6/04/2007

When Dick Cheney Visited the Boys at Boys State:
When he entered the space of boys, the gathered children felt the air temperature drop precipitously and each of them shivered in their pubescent balls, not so much from the encroaching cold, but from the approaching presence of unmitigated evil, Baal-like in his power and mastery of the dark arts. The smaller ones wept, the older ones attempted to stand there bravely, but they felt, in their guts, the nauseating desire to cry out, to warn, to run. However, the doors were blocked by armed members of the Secret Service, and, even though the corrupt stench of his slime trail permeated the fibers of their clothes and their very pores, even though his pustulant sight tore wide open the repressed nightmares of their psyches, the male children of Wyoming were forced to listen to Vice President Dick Cheney speak to them at their Boys State Conference.

When Cheney speaks, everything is framed by the demonic circle of events that surrounds him, so that even the most mundane pronouncements sound like threats. The boys gasped in horror, wondering what Cheney expected of them when he said, "Getting involved in public affairs, whether it's local, state, or national, takes hard work, it takes discipline, and occasionally it takes sacrifice." They pissed themselves, thinking of Cheney showing up at their homes when he said, "If you work hard, follow through on your commitments, and show yourself to be honest and trustworthy, people are going to notice and they're going to want associate with you." And, bizarrely, he said that he had to be forced, drafted, detained, if you will, into being a heartbeat away from the Presidency: "Running for my current job as Vice President in 2000 was a notion that came out of the blue, and, obviously, it was somebody else's idea. I was not a volunteer."

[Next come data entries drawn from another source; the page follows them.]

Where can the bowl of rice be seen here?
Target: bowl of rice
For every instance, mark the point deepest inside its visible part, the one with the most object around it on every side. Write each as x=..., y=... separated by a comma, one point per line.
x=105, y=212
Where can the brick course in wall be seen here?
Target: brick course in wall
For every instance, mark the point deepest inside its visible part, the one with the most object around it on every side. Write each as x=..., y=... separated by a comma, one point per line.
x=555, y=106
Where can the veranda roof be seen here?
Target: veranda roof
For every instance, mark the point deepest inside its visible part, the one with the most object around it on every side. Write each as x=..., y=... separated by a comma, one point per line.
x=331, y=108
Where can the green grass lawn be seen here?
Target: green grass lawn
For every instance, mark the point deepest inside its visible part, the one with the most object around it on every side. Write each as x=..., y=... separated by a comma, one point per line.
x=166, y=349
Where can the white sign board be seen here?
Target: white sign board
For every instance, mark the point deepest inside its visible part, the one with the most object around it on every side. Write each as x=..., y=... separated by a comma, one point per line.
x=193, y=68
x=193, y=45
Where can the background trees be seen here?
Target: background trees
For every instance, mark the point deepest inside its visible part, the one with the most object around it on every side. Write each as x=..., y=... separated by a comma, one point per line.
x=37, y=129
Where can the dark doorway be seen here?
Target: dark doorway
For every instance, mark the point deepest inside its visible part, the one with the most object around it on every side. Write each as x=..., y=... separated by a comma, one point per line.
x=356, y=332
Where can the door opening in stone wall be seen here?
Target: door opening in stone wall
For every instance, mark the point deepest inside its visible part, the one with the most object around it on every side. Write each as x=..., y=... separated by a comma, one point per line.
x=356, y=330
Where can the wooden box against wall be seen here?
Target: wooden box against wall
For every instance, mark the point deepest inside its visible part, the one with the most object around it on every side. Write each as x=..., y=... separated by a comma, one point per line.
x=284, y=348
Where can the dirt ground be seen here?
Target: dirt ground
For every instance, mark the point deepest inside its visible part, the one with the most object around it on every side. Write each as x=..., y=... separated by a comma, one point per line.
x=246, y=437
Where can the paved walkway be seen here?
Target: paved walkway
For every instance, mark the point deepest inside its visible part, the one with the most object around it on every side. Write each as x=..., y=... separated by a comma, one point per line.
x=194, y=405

Even the hardened patriotic boys of the American Legion-run Boys State had to swallow acrid bile and vomit in order to stand up and ask Dick Cheney questions. And, Christ, those kids were tough, putting reporters to shame, asking things like, "How do you reconcile your administration's stand on gay partnerships with your devotion to your lesbian daughters?" and "How do you think your longstanding personal and financial ties to the oil industry have affected the construction of American energy and defense policies?" and "How many of us are you going to bleed for an aperitif later on?" No, not really, but, goddamn, that would have been cool. But here's what Cheney was asked and how he did not answer:

"Given 40 years experience, what kind of values or philosophy did you develop and operate by that you might share with us?" Deciding to go with a visual, Cheney pulled out the horribly maimed head of an Iraqi woman and proceeded to fuck its eyehole. After a moment or two, a grunt or two, he zipped back up and said, "There's my philosophy. Any questions?" before tossing the head into the audience. Perhaps not unexpectedly, Cheney gave the same answer to "I was wondering what you think a good deed is."

"What was Boys State like when you were our age?" The Vice President talked about the savage orgies they would have while worshiping mad gods, sacrificing the most virginal among them and rubbing themselves to ecstasy with the child's viscera. Kind of like parties at the VP residence in DC.

One especially brave boy actually asked Dick Cheney, "Do you still think that the Iraq war can be won? And do you think we need to institute a draft to get the job done?" Cheney actually responded with a thumbnail version of every talking point the administration has, adding, ominously, "This is a struggle we're going to be involved in certainly as long as I'm alive, and probably as long as you're alive." And then the boy was taken away. Some say they've found pieces of him in Saskatchewan.